Parameter	Acceptance range	β1	90% Confidence interval
AUC0–t	0.9031–1.0969	0.8456	0.7204–0.9708
AUC0–∞	0.9031–1.0969	0.8407	0.7206–0.9608
C0	0.8451–1.155	0.6752	0.5083–0.8422

β1: the slopes of lnAUC0–, lnAUC0–∞ and lnC0 to lnDose.

Figure 5

Relationship between lnPK and lnDose. (A): AUC0–; (B): AUC0–∞; (C): C0. The blank dots are the individual observed values; the full lines are the fitted values calculated by the power model and the dotted lines are the 90% confidence interval.

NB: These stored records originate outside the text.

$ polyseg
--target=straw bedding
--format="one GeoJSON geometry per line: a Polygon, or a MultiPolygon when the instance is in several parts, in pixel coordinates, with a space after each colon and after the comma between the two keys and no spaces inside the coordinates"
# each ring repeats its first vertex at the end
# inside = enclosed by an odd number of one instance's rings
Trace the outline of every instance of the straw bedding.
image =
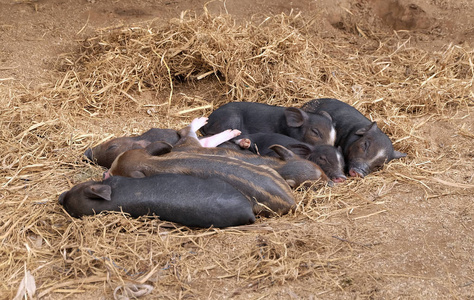
{"type": "MultiPolygon", "coordinates": [[[[1,86],[1,298],[15,296],[27,271],[46,299],[112,298],[115,289],[118,299],[130,285],[171,299],[383,295],[361,259],[376,256],[382,238],[352,241],[369,230],[354,222],[387,213],[384,202],[408,194],[468,199],[472,123],[454,133],[464,144],[443,149],[418,129],[468,116],[474,52],[428,52],[408,34],[374,28],[327,37],[318,26],[300,15],[236,23],[183,13],[164,27],[89,38],[50,87],[1,86]],[[120,213],[74,219],[57,203],[62,191],[100,179],[103,170],[81,155],[113,136],[178,129],[228,101],[300,106],[317,97],[354,105],[409,157],[363,180],[299,189],[294,213],[238,228],[189,229],[120,213]]],[[[472,208],[466,204],[465,218],[472,208]]]]}

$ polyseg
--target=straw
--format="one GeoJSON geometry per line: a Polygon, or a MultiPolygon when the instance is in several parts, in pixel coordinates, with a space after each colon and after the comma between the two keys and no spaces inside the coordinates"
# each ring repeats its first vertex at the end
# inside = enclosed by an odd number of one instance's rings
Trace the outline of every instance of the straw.
{"type": "MultiPolygon", "coordinates": [[[[343,27],[353,29],[328,37],[316,17],[300,14],[236,22],[185,12],[162,27],[99,31],[48,87],[2,79],[2,298],[15,296],[26,269],[36,295],[54,299],[111,298],[143,284],[153,286],[150,297],[172,299],[332,298],[356,286],[366,297],[380,287],[384,275],[367,262],[381,255],[379,226],[396,214],[389,204],[455,197],[471,199],[460,215],[472,211],[474,52],[452,44],[429,52],[408,33],[378,30],[355,12],[347,18],[343,27]],[[316,97],[354,105],[408,157],[364,179],[295,190],[294,212],[229,229],[123,213],[74,219],[57,203],[71,186],[100,180],[103,169],[82,154],[113,136],[179,129],[229,101],[300,106],[316,97]]],[[[385,273],[433,278],[397,272],[385,273]]]]}

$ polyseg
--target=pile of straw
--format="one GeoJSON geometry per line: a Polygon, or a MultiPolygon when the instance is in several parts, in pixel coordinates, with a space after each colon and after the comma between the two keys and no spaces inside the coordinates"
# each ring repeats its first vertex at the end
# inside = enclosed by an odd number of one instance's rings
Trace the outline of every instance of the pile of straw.
{"type": "MultiPolygon", "coordinates": [[[[109,298],[131,285],[173,299],[276,297],[283,284],[290,296],[364,287],[354,248],[370,251],[377,241],[343,238],[351,230],[338,226],[344,216],[356,208],[384,213],[381,203],[400,197],[400,186],[425,196],[472,189],[434,176],[462,157],[424,151],[429,142],[415,130],[472,107],[474,52],[427,52],[392,34],[328,38],[315,22],[282,14],[237,24],[229,15],[183,13],[164,27],[89,38],[54,86],[1,86],[1,298],[13,298],[28,272],[39,298],[109,298]],[[354,105],[409,158],[363,180],[295,191],[294,213],[239,228],[193,230],[123,214],[74,219],[57,204],[60,192],[100,178],[103,170],[81,155],[112,136],[181,128],[228,101],[299,106],[316,97],[354,105]]],[[[457,134],[472,142],[471,129],[457,134]]]]}

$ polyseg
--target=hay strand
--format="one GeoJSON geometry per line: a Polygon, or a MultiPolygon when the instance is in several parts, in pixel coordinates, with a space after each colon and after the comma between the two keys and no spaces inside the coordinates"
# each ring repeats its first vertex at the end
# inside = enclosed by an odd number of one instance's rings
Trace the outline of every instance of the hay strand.
{"type": "MultiPolygon", "coordinates": [[[[357,18],[352,7],[347,12],[357,18]]],[[[13,79],[4,78],[2,298],[15,297],[25,270],[37,298],[111,298],[114,291],[118,297],[133,291],[129,284],[152,286],[148,297],[172,299],[403,297],[389,286],[393,278],[428,280],[424,287],[441,286],[454,298],[469,295],[451,283],[466,279],[465,253],[473,245],[472,201],[461,200],[470,200],[473,188],[474,51],[458,45],[427,51],[408,33],[384,33],[363,19],[351,27],[357,37],[337,31],[328,37],[318,20],[281,14],[236,22],[185,12],[165,26],[104,28],[64,58],[54,84],[42,89],[7,86],[13,79]],[[294,212],[238,228],[186,228],[123,213],[74,219],[57,203],[71,186],[101,178],[103,170],[82,155],[112,137],[182,128],[229,101],[299,106],[315,97],[354,105],[408,157],[333,188],[298,189],[294,212]],[[419,215],[402,210],[410,205],[418,205],[419,215]],[[400,210],[409,226],[398,221],[400,210]],[[424,227],[438,221],[445,227],[424,227]],[[443,235],[448,252],[409,252],[437,251],[430,243],[443,239],[431,234],[445,228],[464,236],[443,235]],[[406,265],[426,267],[432,261],[421,256],[444,261],[455,253],[449,272],[400,269],[397,247],[425,238],[403,249],[406,265]],[[395,292],[384,294],[389,289],[395,292]]]]}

J10688 showed relatively quick elimination rates in rat after tail vein injection. The drug disappeared completely 6 h after the high dose (10 mg/kg) after 2 h after the low (1 mg/kg) dose. The pharmacokinetic parameters showed that the exposure level (characterized with AUC) correlated with certain doses, and the dose of 10 mg/kg J10688 demonstrated non-linearity with pharmacokinetics parameters. It is likely that this high dose exceeds maximum capacity of a drug metabolic or transporter mechanism. When specific transporters or the metabolic enzymes become saturated due to the high drug concentration level, biochemical elimination processes like active transport in kidney tubules or phase I/II metabolism slow down19, 20, 21. Unlike the case for first-order kinetic processes, the pharmacokinetic parameters of J10688 (half-life and clearance) are not constant, but varied with different doses. Consistent with this conclusion, the AUC and C0 values were not proportional to dose. All of these patterns indicate the existence of non-linear pharmacokinetic processes for J10688.

Conclusions

This study is the first to evaluate the pharmacokinetics of gallocatechin-7-gallate, an active anti-influenza virus candidate isolated from P. clypearia. A sensitive, rapid and reliable LC–MS method was developed to analyze J10688 in rat plasma. The established method was successfully applied to the pharmacokinetic study of J10688 in SD rats following i.v. administration of three doses. These results will provide more information about the pharmacokinetic profiles of J10688 for its subsequent preclinical studies and guide the pharmacokinetic study of structurally similar compounds.